211.12(i)(1) LICENSURE Nursing services.:State only Deficiency.
(1) Effective July 1, 2023, the total number of hours of general nursing care provided in each 24-hour period shall, when totaled for the entire facility, be a minimum of 2.87 hours of direct resident care for each resident.

Observations:


Based on review of nursing time schedules and staff interview it was determined that the facility administrative staff failed to provide the minimum number of general nursing hours to each resident in a 24 hour period on eight of eight days (2/15/24 through 2/22/24).

Findings include:

Nursing time schedules for the time period of 2/15/24 through 2/22/24, revealed that the facility failed to maintain 2.87 hours of general nursing care to each resident in a 24 hour period on the following dates:

2/15/24-2.50 PPD.
2/16/24-2.30 PPD.
2/17/24-2.32 PPD.
2/18/24-2.63 PPD.
2/19/24-2.86 PPD.
2/20/24-2.75 PPD.
2/21/24-2.62 PPD.
2/22/24-2.79 PPD.

During an interview on 2/23/24 at 2:35 p.m. the Nursing Home Administrator confirmed the the facility failed to provide the minimum number of general nursing hours to each resident in a 24 hour period on eight of eight days.

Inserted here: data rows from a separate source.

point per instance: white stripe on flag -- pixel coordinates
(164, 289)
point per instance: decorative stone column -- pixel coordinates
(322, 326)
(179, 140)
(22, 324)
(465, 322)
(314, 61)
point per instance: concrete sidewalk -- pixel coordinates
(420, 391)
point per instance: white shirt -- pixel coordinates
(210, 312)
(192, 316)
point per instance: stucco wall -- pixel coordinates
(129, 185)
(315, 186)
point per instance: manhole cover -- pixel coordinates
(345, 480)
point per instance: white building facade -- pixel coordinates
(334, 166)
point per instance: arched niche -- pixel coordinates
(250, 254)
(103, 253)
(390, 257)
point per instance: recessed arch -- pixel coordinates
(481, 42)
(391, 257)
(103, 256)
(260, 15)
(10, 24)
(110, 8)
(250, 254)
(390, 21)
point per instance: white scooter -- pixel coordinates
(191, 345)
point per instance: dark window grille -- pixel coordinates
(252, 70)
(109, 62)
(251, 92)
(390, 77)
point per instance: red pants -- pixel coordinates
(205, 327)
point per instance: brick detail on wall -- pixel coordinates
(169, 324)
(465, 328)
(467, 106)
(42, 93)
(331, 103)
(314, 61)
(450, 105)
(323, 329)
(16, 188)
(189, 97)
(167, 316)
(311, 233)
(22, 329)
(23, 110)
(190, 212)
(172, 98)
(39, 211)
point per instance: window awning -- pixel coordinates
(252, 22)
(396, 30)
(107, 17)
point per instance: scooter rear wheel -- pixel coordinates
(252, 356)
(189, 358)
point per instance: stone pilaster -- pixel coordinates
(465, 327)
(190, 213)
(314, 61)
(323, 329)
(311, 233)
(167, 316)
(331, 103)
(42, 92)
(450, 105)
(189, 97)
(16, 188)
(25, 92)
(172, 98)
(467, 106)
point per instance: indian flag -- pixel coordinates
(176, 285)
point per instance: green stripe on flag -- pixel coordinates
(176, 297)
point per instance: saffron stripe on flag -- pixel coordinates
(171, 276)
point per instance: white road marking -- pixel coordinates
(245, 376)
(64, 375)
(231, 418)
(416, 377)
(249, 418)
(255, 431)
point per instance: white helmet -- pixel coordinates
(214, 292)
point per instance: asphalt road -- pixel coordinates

 Plan of Correction - To be completed: 04/10/2024

There were no adverse effects to the residents of our facility as a result of decreased HPPD on 2/15/24 through 2/22/24.

The Administrator, Director of Nursing, ADON, HR and Payroll-Scheduler will be educated on the state requirement for HPPD by the RN Nurse Educator/designee.

Staffing meetings will be held 5 days a week to review HPPD from the previous day and the projected HPPD, as well as the upcoming week to ensure appropriate staffing levels. If projected staffing levels are below the minimum of 2.87, then the facility will reach out to current staff and staffing agencies to enlist to meet the minimum requirement. Facility will continue to recruit staff through all platforms.

Our Corporate team has opened additional agency positions and have created an internal agency (POD staff) to provide additional staffing support.

When conducting the daily review of HPPD, we will not take admissions when we don't meet minimum state HPPD staffing requirements.

Audits of HPPD will be completed 5 days a week x4 by the NHA/designee to ensure HPPD meets the state minimums. Results of the audits will be submitted to the QAPI committee monthly for review and recommendations.